We finished this with green beans with carmelized onions, a green salad, and the following bread (from http://www.food.com/recipe/best-low-carb-bread-bread-machine-102631):

Low-Carb Bread


Directions:

       1.  Using a 1 pound capacity bread machine, combine ingredients according to order given in bread machine manual.


  1. 2.  Select 'light' browning setting. 
  2. 3.  Don't remove bread until it is cooled.
  3. 4.  Cut into slices, and store, covered, in the refrigerator.

Mexican Chicken Avocado Soup

I was looking forward to this soup all day, and it didn't disappoint! It wasn't difficult, but took about 45 minutes from start to finish (partly because the chicken I was cooking was still partially frozen). This was tasty and the carb count is very low (9 grams per 1 cup of soup).

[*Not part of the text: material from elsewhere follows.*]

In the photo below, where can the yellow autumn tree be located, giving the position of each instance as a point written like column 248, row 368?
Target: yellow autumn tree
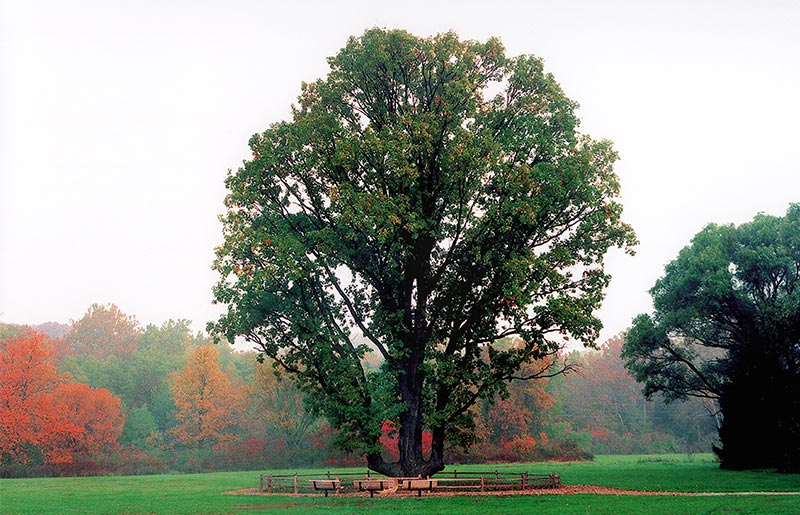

From Idiot's Guide to Low-Carb Cooking:

Mexican Chicken Avocado Soup


1 Tbsp olive oil
1 small onion, coarsely chopped
2 large garlic cloves, minced
1 Tbsp chili powder
2 tsp cumin
1/2 tsp dried oregano
6 cups chicken stock
1 tomato, diced
1.5 tsp salt
1 tsp sugar (or Splenda)
1/4 tsp pepper
1 lb chicken breasts or thighs
1/2 cup corn (I used frozen)
1 avocado, sliced

1. Heat olive oil in a skillet. Add onion and saute until onion is translucent. Add garlic, chili powder, cumin, and oregano. Stir for 1 minute.

2. Add chicken stock, diced tomato, salt, sugar, and pepper.  Bring to a boil. Add chicken. Simmer, covered, about 15 minutes or until chicken is cooked through. Remove chicken to a plate and cool slightly.

3.  Shred chicken (discarding skin and bones if there are any). Add corn to soup. Simmer until corn is tender. Add shredded chicken. Simmer for 1 minute. Ladle into soup bowls. Top with avocado slices.



We finished this with a green salad and cheese quesadillas.